Il punto di partenza della nostra indagine, quindi, prenderà le mosse dall’assunto secondo il quale un comportamento è da considerarsi morale in modo categorico (cioè senza possibilità di smentita) quando è universalizzabile, giusto in ogni momento e in ogni situazione umana.
La massima di Kant, nella Critica della ragion pratica, muove dal presupposto che esiste una legge morale pura e incondizionata che non si può dimostrare ma solo constatare.
Sempre Kant ci aiuta a capire meglio il caso in questione, enunciando i princìpi pratici soggettivi, cioè validi solo per singoli soggetti che li propongono.
Charles Taylor, filosofo della McGill University di Montreal, ritiene illusorio immaginare che il giusto possa prescindere dal riferimento al bene. Egli vede dunque, un primato del bene sul giusto, dove per bene non si intende l’utile, ma “tutto ciò che spicca sulle altre cose in virtù di una distinzione qualitativa”. La moralità non concerne solo obblighi e regole pubbliche, ma riguarda prima di tutto le distinzioni qualitative.

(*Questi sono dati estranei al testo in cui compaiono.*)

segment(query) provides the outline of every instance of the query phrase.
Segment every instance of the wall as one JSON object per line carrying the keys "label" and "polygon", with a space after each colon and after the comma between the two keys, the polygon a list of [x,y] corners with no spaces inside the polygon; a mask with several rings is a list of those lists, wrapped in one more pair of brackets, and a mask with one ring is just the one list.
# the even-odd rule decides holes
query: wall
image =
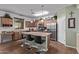
{"label": "wall", "polygon": [[[0,17],[4,16],[5,13],[6,12],[0,11]],[[10,16],[13,18],[13,27],[0,27],[0,31],[13,31],[15,29],[14,28],[14,20],[15,20],[14,17],[22,18],[22,19],[25,19],[25,20],[28,19],[27,17],[19,16],[19,15],[16,15],[16,14],[12,14],[12,13],[8,13],[8,14],[10,14]]]}
{"label": "wall", "polygon": [[57,22],[58,22],[58,41],[66,44],[66,30],[65,30],[65,20],[66,20],[66,13],[65,9],[62,9],[58,12],[57,15]]}
{"label": "wall", "polygon": [[[70,18],[70,12],[73,11],[73,17],[75,17],[75,28],[68,28],[68,18]],[[76,5],[71,5],[58,12],[58,41],[65,44],[68,47],[76,48],[76,35],[78,26],[78,10]]]}
{"label": "wall", "polygon": [[[71,18],[70,12],[73,11],[73,18],[75,18],[75,28],[68,28],[68,18]],[[66,8],[66,45],[76,48],[76,32],[77,32],[77,16],[76,5]]]}

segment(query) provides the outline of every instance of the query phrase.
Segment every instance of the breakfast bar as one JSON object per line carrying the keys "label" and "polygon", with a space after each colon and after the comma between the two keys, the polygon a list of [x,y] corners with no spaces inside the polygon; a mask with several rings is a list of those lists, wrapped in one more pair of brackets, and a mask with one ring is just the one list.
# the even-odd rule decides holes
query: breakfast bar
{"label": "breakfast bar", "polygon": [[[51,33],[46,33],[46,32],[22,32],[23,35],[31,35],[34,37],[40,36],[45,42],[42,44],[41,47],[39,47],[39,50],[42,51],[48,51],[48,46],[49,46],[49,38]],[[37,39],[38,40],[38,39]],[[34,44],[35,42],[33,42]],[[35,46],[38,46],[38,44],[35,44]]]}

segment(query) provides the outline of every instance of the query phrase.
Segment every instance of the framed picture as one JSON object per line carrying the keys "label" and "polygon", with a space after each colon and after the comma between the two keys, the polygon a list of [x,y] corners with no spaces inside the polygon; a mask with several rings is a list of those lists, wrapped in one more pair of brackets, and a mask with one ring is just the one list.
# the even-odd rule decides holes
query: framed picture
{"label": "framed picture", "polygon": [[68,28],[75,28],[75,18],[68,19]]}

Ognuno a questo punto avrà, sicuramente, già maturato proprie idee sulla disavventura di Lapo ma la semplice constatazione degli eventi, che non deve lasciare spazio al cinismo delle monadi, deve però farci riflettere su cosa bisogna chiedere alla nostra classe dirigente, sia essa politica o imprenditoriale e sui comportamenti dai quali non possiamo e, più importante non vogliamo, derogare.